- Interactive map of the Georgian Parliament Building area

General information
- Location: 8 Rustaveli Avenue, Tbilisi, Georgia
- Coordinates: 41°41′48″N 44°47′53″E﻿ / ﻿41.696765°N 44.798026°E
- Construction started: 1933; 93 years ago
- Completed: 1953; 73 years ago
- Owner: Parliament of Georgia

Cultural Heritage Monument of Georgia
- Official name: Parliament
- Designated: October 1, 2007; 18 years ago
- Item Number in Cultural Heritage Portal: 4845
- Date of entry in the registry: October 11, 2007; 18 years ago

= Georgian Parliament Building (Tbilisi) =

Cultural heritage monument in Georgia

The Parliament of Georgia Building (საქართველოს პარლამენტის შენობა) is the meeting place of the Parliament of Georgia, located in Tbilisi, the capital of Georgia. It is located in 8 Rustaveli Avenue, close to the foothills of Mount Mtatsminda.

The building complex was constructed as the House of Government of Georgian SSR on the site of the demolished 19th-century Alexander Nevsky Cathedral and adjacent churchyard, with burials of the Georgian cadets killed during the Bolshevik invasion of 1921. It consists of two buildings; the "upper" building was designed by Viktor Kokorin and Giorgi Lezhava and built from 1933 to 1938. The "lower" building, along Rustaveli Avenue, was constructed by the same architects with an input from Vladimer Nasaridze from 1946 to 1953. The two buildings are connected with a courtyard, with staircases and fountains. The design of both buildings heavily uses elements of traditional Georgian architecture. The exterior facing the avenue is dominated by a monumental arcade, with massive eaves and "arch" pediment. The buildings are built of lightweight reinforced concrete, with exterior cladding of tufa rock, granite, and other materials.
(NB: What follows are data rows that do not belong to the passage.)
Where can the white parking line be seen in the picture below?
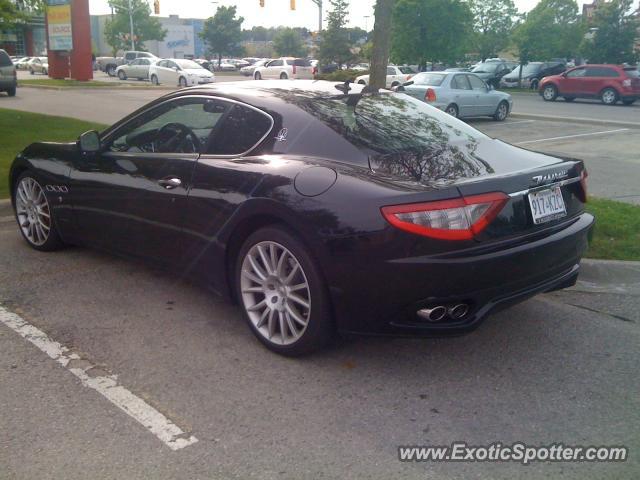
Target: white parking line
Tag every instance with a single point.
(573, 136)
(154, 421)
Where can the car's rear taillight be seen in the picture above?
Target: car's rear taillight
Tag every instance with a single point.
(430, 95)
(583, 186)
(455, 219)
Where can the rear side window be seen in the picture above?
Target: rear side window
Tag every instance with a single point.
(5, 60)
(601, 72)
(240, 131)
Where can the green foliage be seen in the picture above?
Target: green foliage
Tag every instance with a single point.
(493, 23)
(145, 27)
(616, 31)
(552, 29)
(341, 75)
(288, 43)
(10, 14)
(223, 32)
(430, 31)
(335, 45)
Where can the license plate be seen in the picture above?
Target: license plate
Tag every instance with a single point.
(547, 205)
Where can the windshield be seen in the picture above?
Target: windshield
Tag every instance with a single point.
(485, 68)
(402, 134)
(187, 64)
(432, 79)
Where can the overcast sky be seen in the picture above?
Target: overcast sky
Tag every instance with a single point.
(275, 12)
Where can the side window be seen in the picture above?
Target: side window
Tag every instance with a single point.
(460, 82)
(577, 73)
(180, 126)
(240, 131)
(476, 83)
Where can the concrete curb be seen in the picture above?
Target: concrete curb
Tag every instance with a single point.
(93, 89)
(586, 121)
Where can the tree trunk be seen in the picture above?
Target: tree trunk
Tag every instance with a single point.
(381, 43)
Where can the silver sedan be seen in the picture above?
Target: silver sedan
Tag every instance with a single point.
(459, 94)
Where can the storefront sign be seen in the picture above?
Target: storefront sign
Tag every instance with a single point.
(59, 23)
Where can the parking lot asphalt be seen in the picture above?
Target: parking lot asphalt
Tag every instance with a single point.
(542, 372)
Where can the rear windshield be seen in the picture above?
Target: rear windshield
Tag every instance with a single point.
(394, 129)
(431, 79)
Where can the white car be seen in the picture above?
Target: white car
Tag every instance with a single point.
(178, 71)
(395, 76)
(286, 68)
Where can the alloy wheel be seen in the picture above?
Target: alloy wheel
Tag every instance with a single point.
(33, 212)
(275, 293)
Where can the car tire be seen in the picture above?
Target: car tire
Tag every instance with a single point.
(34, 216)
(609, 96)
(288, 323)
(549, 93)
(502, 112)
(452, 110)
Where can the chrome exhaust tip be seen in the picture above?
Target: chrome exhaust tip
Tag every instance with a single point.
(458, 311)
(434, 314)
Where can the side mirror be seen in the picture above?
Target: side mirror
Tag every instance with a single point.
(89, 142)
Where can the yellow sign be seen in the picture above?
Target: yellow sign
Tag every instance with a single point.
(59, 23)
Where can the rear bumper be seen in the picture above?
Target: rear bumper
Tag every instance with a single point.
(485, 281)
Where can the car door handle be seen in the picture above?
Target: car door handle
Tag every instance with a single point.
(170, 182)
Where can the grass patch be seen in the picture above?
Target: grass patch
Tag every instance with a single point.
(51, 82)
(617, 231)
(20, 129)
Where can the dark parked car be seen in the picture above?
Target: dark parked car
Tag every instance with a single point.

Front facade of the Parliament Building during the 2024-2025 Georgian Protests. Taken in May 2025

The complex was severely damaged during the December 1991–January 1992 military coup, during which the beleaguered President Zviad Gamsakhurdia was entrenched in the underground bunker under the government premises. The building was subsequently restored, refurbished, and used as the seat of the Parliament of Georgia from 1997 to 2012, when the legislature moved to the newly constructed edifice in Kutaisi, Georgia's second most important city. In 2014 holding of parliament committee meetings was allowed in the parliament premises of Tbilisi, while the regular sessions continued to be held in Kutaisi. The constitutional amendment passed in 2017 entered into force in December 2018, containing no reference to Kutaisi as the seat of the Parliament, meaning that the Parliament fully returned to the capital in January 2019.